Dirkjan Ochtman: writing

Single-source Python 2/3 doctests

Somewhere in 2009, I took over maintenance of CouchDB-Python from Christopher Lenz. While maintenance has slowed down over the years, since the core libraries work well and the CouchDB API has been quite stable, I still feel responsible for the project (I also still use it in a bunch of places). This being a Python project, it always felt like it would have to be ported to Python 3 sooner or later. Since it's working with a fairly deep HTTP API (as in, it uses a large subset of the protocol, with extensive hacking of httplib/http.client), the changes needed in string/bytes handling are quite involved.

My first serious attempt started in November of 2012, as evidenced from some old patches that I have lying around in mq repositories.
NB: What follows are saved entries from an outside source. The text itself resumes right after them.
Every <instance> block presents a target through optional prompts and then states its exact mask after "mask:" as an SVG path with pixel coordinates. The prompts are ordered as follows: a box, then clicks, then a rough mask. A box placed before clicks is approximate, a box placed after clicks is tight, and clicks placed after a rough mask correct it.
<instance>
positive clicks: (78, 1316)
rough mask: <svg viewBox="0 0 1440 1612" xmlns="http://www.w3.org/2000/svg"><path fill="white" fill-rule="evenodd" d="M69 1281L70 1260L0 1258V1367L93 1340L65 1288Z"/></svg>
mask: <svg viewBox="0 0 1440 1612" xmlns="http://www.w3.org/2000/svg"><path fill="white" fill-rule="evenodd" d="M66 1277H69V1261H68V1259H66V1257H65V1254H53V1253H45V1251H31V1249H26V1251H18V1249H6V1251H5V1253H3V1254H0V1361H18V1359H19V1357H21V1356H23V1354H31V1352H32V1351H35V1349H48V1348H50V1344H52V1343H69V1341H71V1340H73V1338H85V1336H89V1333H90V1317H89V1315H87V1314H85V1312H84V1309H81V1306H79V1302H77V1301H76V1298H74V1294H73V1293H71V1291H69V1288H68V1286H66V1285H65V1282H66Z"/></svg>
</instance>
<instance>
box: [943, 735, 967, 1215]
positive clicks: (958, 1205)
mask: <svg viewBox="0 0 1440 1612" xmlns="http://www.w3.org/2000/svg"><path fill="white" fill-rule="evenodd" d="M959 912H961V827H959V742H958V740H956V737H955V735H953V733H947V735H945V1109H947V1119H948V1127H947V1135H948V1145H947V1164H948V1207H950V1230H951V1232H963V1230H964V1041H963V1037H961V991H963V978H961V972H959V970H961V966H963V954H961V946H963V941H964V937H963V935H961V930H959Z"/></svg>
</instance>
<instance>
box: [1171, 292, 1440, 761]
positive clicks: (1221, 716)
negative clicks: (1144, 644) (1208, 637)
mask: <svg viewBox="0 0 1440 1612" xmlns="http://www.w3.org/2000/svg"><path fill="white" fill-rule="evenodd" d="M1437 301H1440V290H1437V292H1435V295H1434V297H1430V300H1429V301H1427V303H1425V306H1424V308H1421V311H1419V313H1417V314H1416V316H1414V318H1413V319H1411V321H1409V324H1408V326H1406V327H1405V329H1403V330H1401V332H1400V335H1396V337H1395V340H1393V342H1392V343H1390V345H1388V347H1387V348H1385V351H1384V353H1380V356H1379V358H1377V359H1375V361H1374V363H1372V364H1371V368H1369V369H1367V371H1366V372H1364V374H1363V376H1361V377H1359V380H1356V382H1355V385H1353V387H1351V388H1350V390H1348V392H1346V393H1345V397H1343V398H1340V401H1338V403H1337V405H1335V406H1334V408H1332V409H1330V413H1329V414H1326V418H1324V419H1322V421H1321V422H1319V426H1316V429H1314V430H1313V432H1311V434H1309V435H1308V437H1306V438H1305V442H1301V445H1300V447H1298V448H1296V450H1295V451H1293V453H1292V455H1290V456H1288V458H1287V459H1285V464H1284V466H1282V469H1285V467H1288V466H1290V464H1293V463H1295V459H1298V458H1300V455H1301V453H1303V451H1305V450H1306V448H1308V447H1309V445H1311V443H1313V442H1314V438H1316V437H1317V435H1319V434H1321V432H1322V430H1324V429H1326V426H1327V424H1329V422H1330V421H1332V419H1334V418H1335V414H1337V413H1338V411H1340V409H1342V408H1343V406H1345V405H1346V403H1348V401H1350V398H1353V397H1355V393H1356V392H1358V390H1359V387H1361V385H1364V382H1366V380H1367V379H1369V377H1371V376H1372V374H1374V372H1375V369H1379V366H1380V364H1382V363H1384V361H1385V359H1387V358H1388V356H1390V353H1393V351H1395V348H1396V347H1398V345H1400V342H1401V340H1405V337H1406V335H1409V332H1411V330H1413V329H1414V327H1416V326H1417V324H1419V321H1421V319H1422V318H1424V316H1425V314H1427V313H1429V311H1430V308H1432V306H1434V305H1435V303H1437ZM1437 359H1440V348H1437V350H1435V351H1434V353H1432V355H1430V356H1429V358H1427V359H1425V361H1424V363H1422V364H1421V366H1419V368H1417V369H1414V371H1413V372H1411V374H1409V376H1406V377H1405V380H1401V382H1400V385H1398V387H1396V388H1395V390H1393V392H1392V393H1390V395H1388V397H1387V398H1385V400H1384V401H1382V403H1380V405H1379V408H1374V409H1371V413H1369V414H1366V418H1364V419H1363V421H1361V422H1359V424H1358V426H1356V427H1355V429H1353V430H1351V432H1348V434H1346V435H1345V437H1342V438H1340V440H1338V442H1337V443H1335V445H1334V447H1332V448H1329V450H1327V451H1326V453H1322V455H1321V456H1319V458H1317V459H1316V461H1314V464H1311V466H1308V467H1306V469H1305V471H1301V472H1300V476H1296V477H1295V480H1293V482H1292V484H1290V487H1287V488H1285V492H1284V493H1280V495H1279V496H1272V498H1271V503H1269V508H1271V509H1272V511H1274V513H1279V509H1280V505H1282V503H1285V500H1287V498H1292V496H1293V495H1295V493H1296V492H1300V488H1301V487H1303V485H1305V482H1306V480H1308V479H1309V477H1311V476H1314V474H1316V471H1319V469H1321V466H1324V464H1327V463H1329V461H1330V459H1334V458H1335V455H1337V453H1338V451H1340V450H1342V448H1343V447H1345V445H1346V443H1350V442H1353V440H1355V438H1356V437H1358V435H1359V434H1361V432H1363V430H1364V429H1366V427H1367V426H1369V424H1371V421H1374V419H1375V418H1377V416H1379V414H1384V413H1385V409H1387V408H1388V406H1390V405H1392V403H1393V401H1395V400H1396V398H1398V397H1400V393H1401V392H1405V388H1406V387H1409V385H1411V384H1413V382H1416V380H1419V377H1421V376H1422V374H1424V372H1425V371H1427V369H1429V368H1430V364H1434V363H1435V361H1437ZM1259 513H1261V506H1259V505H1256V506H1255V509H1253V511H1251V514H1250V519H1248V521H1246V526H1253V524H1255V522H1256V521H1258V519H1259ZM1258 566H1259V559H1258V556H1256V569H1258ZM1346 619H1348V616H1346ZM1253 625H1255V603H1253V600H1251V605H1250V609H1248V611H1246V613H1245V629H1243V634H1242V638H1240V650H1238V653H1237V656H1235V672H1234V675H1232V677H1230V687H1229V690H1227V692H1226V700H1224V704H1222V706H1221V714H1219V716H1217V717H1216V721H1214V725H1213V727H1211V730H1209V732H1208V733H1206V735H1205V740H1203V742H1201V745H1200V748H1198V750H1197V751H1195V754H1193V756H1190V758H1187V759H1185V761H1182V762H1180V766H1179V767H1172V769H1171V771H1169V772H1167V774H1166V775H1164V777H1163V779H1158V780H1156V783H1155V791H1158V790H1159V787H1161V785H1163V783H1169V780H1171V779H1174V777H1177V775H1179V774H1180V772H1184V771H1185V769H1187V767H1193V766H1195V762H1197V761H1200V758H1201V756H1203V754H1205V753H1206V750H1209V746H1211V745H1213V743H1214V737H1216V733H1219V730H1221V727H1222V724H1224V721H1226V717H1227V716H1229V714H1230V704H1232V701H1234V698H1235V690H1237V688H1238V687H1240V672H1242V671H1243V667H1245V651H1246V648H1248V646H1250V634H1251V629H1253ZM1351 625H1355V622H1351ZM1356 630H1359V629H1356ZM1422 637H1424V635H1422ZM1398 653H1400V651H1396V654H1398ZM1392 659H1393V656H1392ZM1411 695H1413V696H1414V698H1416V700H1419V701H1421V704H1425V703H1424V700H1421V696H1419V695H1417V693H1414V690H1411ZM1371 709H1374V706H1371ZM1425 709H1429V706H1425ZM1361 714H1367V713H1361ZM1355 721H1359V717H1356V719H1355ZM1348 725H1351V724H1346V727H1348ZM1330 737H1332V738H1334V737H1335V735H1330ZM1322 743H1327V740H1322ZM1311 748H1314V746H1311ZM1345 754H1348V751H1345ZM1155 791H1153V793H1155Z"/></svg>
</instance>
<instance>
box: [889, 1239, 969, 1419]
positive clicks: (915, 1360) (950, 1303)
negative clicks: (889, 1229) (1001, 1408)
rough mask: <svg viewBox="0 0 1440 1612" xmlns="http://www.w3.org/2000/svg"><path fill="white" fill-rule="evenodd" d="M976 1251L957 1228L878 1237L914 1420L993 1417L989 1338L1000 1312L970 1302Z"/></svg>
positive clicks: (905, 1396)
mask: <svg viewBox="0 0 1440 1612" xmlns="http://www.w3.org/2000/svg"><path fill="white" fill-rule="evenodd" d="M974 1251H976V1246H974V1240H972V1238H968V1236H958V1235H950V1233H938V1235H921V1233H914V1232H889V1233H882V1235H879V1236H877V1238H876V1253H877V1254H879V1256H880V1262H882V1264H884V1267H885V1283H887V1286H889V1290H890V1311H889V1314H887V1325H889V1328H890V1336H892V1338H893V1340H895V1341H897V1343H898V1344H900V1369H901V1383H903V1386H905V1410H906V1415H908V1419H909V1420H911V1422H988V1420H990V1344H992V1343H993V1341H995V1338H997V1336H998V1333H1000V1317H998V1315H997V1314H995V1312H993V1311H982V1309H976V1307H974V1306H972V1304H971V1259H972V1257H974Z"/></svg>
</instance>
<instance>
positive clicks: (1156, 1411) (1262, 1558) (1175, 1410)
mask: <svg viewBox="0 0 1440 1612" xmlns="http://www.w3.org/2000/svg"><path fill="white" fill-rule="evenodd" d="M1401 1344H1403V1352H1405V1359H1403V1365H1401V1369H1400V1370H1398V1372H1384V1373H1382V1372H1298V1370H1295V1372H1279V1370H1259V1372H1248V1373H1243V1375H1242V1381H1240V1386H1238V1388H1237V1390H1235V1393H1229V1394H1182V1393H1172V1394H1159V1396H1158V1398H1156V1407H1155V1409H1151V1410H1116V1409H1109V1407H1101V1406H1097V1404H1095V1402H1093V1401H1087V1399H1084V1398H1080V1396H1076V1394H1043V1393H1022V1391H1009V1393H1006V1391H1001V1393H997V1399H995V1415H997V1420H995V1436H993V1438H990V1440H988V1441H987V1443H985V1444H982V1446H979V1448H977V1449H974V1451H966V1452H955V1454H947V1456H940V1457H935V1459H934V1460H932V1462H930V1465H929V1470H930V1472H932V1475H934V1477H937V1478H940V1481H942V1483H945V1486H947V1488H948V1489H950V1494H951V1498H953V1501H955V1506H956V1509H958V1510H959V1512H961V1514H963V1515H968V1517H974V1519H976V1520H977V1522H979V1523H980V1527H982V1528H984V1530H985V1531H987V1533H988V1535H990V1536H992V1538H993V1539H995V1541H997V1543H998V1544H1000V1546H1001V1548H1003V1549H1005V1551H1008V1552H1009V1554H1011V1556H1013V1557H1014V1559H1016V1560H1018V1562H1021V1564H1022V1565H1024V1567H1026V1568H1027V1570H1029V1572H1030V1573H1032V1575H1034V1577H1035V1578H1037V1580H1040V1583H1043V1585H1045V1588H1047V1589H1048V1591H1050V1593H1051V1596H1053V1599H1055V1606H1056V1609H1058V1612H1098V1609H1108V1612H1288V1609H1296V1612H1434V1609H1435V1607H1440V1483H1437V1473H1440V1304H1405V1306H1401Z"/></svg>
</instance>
I picked it back up again about a year later, until I had most of the tests passing, save for one specific category: the doctests. Specifically, the problem I had was with unicode literals (like u'str'). For Python 2.7 doctests, I needed the unicode annotation to pass the test. In Python 3, all strings are unicode; while unicode literals can be used in source code in Python 3.3 and later, the repr() of a string always lacks the unicode annotation. This resulted in lots of test failures like this:

======================================================================
FAIL: client (couchdb)
Doctest: couchdb.client
----------------------------------------------------------------------
Traceback (most recent call last):
  File "/usr/lib/python3.3/doctest.py", line 2154, in runTest
    raise self.failureException(self.format_failure(new.getvalue()))
AssertionError: Failed doctest test for couchdb.client
  File "./couchdb/client.py", line 8, in client

----------------------------------------------------------------------
File "./couchdb/client.py", line 15, in couchdb.client
Failed example:
    doc['type']
Expected:
    u'Person'
Got:
    'Person'
----------------------------------------------------------------------
File "./couchdb/client.py", line 17, in couchdb.client
Failed example:
    doc['name']
Expected:
    u'John Doe'
Got:
    'John Doe'

While these simple cases might have been easy to fix some other way (e.g. by printing the value instead of just asking for the representation), other cases would be significantly harder to fix that way. Here's one example:

----------------------------------------------------------------------
File "./couchdb/mapping.py", line 343, in couchdb.mapping.Document.items
Failed example:
    sorted(post.items())
Expected:
    [('_id', 'foo-bar'), ('author', u'Joe'), ('title', u'Foo bar')]
Got:
    [('_id', 'foo-bar'), ('author', 'Joe'), ('title', 'Foo bar')]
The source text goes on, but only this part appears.